James röchelte im Schlaf. Matteo sah ihn kurz an. „Du weißt auch nicht, wie man Gefühle parkt, oder?“ Der Hund hob ein Ohr, klappte es dann wieder runter. Draußen wurde das Licht langsam wärmer. Spätnachmittag. Der Moment, in dem alles weich wird, aber nichts entschieden ist. Matteo stand auf, streckte sich, ging zum Kühlschrank, öffnete ihn, schloss ihn wieder.

Dann vibrierte das Handy. Ganz kurz. Ein Ton. Er griff fast zu schnell danach. Einfach. Nur. Organisation. Er war Lehrer. Er musste planen können.

Grayson Oliver – stand da. Ein Anruf. Kein Text.

Er hob ab. „Hallo?“

Graysons Stimme klang ruhig, ein bisschen gedämpft – vielleicht durch Wind, vielleicht durch Zögern. „Hey. Matteo. Ich hoffe, ich stör nicht.“

„Nein, gar nicht. Ich... arbeite gerade.“ Das klang professionell. Nicht wie: Ich starre auf ein leeres Word-Dokument und tue so, als sei das kreativ.

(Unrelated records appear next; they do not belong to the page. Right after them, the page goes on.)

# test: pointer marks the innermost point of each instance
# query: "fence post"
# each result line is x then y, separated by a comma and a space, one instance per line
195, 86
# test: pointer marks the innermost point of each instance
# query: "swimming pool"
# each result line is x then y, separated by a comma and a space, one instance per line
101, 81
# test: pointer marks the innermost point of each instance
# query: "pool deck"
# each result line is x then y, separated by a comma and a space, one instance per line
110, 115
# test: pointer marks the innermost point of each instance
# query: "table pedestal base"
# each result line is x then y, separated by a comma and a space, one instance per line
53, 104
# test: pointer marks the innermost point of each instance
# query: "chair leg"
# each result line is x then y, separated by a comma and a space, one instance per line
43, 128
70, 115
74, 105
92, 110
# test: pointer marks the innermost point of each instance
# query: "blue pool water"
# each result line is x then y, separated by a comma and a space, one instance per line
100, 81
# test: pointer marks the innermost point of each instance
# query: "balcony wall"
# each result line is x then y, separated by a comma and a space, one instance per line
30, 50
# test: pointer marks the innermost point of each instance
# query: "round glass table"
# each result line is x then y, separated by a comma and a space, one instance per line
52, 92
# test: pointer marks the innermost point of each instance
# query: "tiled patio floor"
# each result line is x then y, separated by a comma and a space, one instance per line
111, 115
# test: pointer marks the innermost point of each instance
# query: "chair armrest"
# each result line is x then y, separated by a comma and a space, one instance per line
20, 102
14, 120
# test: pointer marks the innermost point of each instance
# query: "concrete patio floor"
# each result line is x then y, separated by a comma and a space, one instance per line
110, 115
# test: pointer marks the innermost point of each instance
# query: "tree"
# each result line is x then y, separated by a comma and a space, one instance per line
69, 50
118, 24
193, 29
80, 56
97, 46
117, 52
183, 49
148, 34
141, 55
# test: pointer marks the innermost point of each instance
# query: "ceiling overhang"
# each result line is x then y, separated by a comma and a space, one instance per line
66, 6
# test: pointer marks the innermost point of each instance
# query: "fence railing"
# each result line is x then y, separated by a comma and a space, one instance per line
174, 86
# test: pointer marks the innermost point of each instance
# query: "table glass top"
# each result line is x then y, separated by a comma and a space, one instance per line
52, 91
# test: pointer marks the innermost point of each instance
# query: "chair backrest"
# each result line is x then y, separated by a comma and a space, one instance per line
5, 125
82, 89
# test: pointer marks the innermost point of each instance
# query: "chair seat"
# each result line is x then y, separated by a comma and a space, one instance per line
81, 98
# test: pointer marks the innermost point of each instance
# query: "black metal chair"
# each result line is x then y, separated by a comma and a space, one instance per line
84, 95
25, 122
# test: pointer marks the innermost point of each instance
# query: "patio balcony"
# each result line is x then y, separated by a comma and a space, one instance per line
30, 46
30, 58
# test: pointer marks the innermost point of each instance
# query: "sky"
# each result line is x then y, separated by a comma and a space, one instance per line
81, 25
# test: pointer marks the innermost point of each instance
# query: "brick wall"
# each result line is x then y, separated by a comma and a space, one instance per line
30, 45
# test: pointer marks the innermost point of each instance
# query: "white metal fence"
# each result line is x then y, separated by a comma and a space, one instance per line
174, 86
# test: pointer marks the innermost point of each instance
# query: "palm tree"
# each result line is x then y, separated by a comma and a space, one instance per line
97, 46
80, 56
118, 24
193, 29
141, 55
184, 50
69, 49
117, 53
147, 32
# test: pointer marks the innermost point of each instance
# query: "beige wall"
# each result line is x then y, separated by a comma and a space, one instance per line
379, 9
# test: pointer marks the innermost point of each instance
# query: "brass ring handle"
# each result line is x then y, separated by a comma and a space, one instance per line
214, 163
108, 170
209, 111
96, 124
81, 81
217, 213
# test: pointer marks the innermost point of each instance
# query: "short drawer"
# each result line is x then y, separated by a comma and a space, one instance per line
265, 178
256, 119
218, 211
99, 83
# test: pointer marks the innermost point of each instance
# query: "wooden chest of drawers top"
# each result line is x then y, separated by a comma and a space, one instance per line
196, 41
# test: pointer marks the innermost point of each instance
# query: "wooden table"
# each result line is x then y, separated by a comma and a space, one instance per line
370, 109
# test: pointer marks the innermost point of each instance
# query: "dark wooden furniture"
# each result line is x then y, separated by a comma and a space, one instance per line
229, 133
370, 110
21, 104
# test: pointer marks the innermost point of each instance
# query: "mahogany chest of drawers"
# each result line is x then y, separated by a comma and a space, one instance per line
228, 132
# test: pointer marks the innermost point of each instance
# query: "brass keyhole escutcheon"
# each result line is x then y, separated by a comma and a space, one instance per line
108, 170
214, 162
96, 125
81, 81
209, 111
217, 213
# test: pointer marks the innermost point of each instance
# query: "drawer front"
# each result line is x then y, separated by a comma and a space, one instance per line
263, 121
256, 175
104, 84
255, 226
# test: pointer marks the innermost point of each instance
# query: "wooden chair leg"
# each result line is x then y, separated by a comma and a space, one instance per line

„Ich wollte dir nur Bescheid sagen – es klappt. Ich hab's mit meiner Frau geregelt. Ihre Schicht fängt später an, meine Schwiegermutter ist am Ausflugstag bei den Kindern. Ich bin also dabei.“ Matteo lächelte. Mehr, als er vorhatte. „Das ist super. Wirklich. Danke.“

„Kein Problem. Ich dachte, ich ruf an, statt zu schreiben. Irgendwie fühlt sich das... klarer an.“

„Ist es auch.“ Kurz war es still. Nicht unangenehm. Nur still.

„Brauchen wir für den Ausflug noch irgendwas? Vorbereitungsmäßig?“

„Ich schick dir morgen das Formular. Plus: eine Packliste. Die Schüler kriegen auch eine. Und wir. Nur damit wir alle wissen, dass wir nicht in Sandalen klettern sollen.“ Grayson lachte leise. „Guter Hinweis. Ich bin nicht der Typ, der in Sandalen klettert. Oder überhaupt in Sandalen.“

„Noch sympathischer.“ Noch ein kleiner Moment. Kein Druck.

„Na gut“, sagte Grayson schließlich. „Ich wollte nur kurz durchgeben, dass du mit mir rechnen kannst.“

„Mach ich. Und danke nochmal.“

„Gern. Bis morgen.“ „Bis morgen.“

Der Anruf endete. Das Handy blieb kurz noch in Matteos Hand. Dann legte er es langsam auf den Tisch, neben den Zettel mit Bühnenanweisungen. Er sah auf den Bildschirm. Der Satz blinkte noch immer:

Lear steht. Alles still. Nur der Regen bleibt.

Er klickte daneben. Löschte „Regen“. Schrieb stattdessen: Wind. Dann lehnte er sich zurück, sah zu James.

„Okay“, sagte er. „Vielleicht wird’s ja was.“ Der Hund grunzte. Matteo nahm die Teetasse, ging zum Fenster, sah noch einmal raus. Und der Wind bewegte die Wäsche – nicht wie etwas, das nicht weiß, wohin. Sondern wie etwas, das in Bewegung ist.